Sophie Ryan is online editor for the Business Herald

Manager accused of throwing water in child's face unfairly dismissed

File photo / Thinkstock
File photo / Thinkstock

An early childhood centre manager who was fired from her job after allegations of professional misconduct, including throwing a bucket of water in a child's face, was unfairly dismissed.

Margaret Murray was employed by Central North Island Early Education Services Trust (CNI) to manage the Matata Early Learning Centre from September 2009.

In April 2012 she was dismissed from her position on the grounds of professional misconduct, after staff at the centre had reported concerns about her.

Centre assistant manager, Lucy Rust, said Ms Murray had thrown a bucket of water in the face of a child, roughly cleaned a wound on a child's toe and yelled in the face Ms Murray's son, who attended the centre.

CNI's chief executive officer Jan Ballantyne told Ms Murray about the allegations and dismissed her in April 2012.

Rachel Larmer for the Employment Relations Authority found the trust had "let itself down" by not investigating the allegations fully.
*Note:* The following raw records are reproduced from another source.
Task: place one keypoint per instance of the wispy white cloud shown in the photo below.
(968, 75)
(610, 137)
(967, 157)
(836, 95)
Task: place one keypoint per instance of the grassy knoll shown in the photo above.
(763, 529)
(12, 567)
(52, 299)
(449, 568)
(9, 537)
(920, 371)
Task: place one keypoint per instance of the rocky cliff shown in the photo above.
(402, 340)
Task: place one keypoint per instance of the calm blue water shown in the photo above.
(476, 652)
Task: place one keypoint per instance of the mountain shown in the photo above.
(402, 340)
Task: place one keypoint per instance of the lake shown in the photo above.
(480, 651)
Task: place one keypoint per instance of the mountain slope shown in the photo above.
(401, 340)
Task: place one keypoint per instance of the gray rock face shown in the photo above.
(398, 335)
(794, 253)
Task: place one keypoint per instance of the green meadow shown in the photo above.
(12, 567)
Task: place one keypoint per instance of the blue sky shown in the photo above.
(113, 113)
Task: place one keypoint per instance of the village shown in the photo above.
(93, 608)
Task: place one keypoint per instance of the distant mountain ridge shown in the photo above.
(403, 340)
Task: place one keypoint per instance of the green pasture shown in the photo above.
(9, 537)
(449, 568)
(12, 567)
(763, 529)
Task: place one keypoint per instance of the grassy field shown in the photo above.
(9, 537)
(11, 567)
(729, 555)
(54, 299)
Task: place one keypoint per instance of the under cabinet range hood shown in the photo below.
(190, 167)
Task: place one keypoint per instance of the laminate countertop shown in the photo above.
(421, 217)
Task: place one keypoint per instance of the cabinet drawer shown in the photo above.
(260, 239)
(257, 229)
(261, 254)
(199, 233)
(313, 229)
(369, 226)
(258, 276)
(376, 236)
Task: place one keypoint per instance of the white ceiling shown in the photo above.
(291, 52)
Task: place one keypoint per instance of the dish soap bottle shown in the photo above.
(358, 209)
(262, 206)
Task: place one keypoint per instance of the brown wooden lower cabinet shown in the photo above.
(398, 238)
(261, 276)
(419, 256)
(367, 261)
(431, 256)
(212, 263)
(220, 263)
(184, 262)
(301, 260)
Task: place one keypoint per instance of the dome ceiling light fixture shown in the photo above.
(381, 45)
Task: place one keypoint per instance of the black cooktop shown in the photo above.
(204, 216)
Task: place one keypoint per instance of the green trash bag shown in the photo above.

Interviews with staff members weren't fully noted down and "appropriate basic inquiries were not made".

Ms Rust and Ms Murray had recently had a falling out, which CNI should have taken in to consideration, she said.

"I have formed the view that it is more likely than not that the various complaints Ms Rust made in her emails to management appear to have been accepted at face value.

"The sort of testing I expect a fair and reasonable employer to have engaged in after receiving Ms Rust's complaints did not occur," Ms Larmer said.

The ERA found the trust could not adequately prove Ms Murray was guilty of professional misconduct.

Ms Murray told the ERA that she was abused in public about the alleged circumstances around her dismissal. She said she was so humiliated and distressed by it she moved from Matata to Australia.

CNI was ordered to pay the difference of pay between Ms Murray's role and her new job, as well as $8,000 for distress suffered.

Ms Ballantyne told APNZ she was disappointed with the outcome of the decision, and was seeking legal advice on how to proceed.

"Regardless of the outcome we will always keep children at the centre of what we do and continue to work to do that."